The tweets, which were posted between 2011 and 2014 (and several years before he worked on The Flash), resurfaced online over the past couple of weeks. Shortly after Sawyer tweeted in support of the Black Lives Matter movement and called out his own white privilege; he also shared a screenshot of his tweet on Instagram. Hours later, a Twitter thread shared several tweets posted by Sawyer that includes sexist, racist, and fatphobic language. He also makes light of sexual assault and animal abuse.
Sawyer has since deleted his Twitter account. On May 30, he posted a lengthy apology on Instagram, where he said that “regardless of the intention, my words matter and they carry profound consequences.”
“This was not acceptable behavior,” Sawyer wrote. “These were words I threw out at the time with no thought or recognition of the harm my words could do, and now have done today. I am incredibly sorry, ashamed and disappointed in myself for my ignorance back then. I want to be very clear: this is not reflective of what I think or who I am now.”
On Twitter, Wallace acknowledged Sawyer’s tweets—and Sawyer’s subsequent termination on The Flash—as an indication of a bigger problem of systemic racism in the U.S. and pledged to do more to foster more inclusiveness on The Flash.

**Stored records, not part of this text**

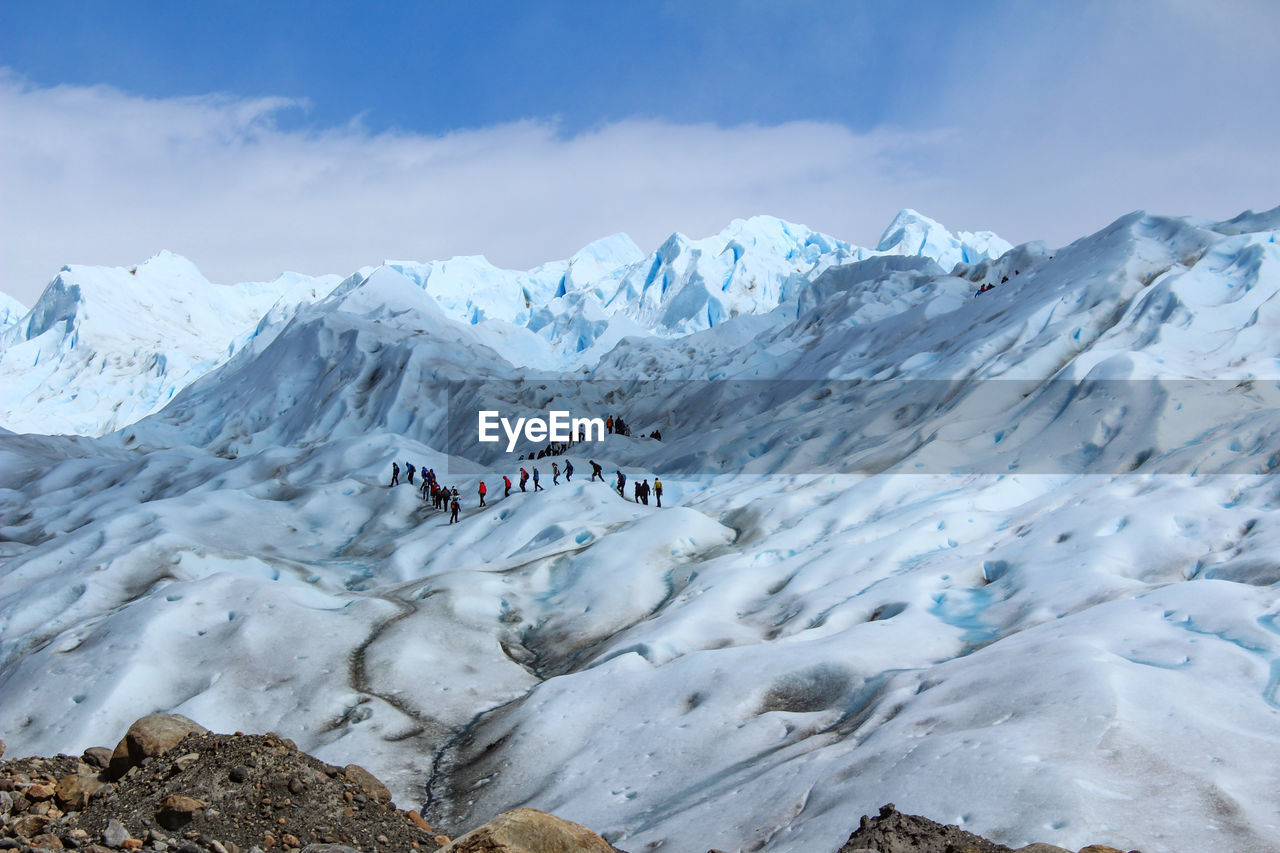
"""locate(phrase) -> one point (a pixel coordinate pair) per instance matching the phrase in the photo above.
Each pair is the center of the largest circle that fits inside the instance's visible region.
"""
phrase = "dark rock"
(30, 825)
(895, 833)
(176, 811)
(528, 829)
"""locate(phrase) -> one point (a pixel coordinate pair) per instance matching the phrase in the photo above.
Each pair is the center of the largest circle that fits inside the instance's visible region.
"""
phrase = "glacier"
(1004, 557)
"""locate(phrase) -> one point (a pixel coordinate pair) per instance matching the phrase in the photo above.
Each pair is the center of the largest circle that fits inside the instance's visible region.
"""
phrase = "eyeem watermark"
(558, 427)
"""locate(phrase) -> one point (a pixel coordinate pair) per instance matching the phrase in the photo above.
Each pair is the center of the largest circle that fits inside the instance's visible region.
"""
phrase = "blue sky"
(256, 137)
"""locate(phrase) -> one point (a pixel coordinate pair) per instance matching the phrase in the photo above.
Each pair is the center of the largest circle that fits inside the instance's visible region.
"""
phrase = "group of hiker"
(641, 489)
(447, 498)
(442, 496)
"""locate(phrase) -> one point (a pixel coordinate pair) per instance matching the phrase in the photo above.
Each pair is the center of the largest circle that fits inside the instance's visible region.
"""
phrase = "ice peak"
(914, 233)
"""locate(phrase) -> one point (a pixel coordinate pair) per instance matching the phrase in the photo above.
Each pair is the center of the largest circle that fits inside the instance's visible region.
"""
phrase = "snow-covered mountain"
(146, 333)
(915, 533)
(10, 311)
(106, 346)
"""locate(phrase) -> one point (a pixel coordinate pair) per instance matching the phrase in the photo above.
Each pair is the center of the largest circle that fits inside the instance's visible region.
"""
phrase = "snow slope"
(913, 536)
(105, 346)
(10, 311)
(146, 333)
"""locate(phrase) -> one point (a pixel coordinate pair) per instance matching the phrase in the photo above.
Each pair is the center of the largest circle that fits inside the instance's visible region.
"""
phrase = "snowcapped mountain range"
(982, 512)
(149, 332)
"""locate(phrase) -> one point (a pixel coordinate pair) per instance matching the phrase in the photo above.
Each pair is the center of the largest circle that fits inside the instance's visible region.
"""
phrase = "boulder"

“I, too, am committed to bringing permanent change to the work environment here on THE FLASH,” Wallace wrote. “Yes, this is a family show. But it’s for all families. That includes Black and Brown ones. In order to facilitate this, I will continue to find Black and Brown writers, directors, actors and producers of all genders to help tell FLASH stories. Their stories are part of the American narrative, too, and must be heard. And the more you hear and see us, the more you will begin to recognize one simple fact: We’re human beings, too.”
The Flash is set to return for its seventh season in January 2021.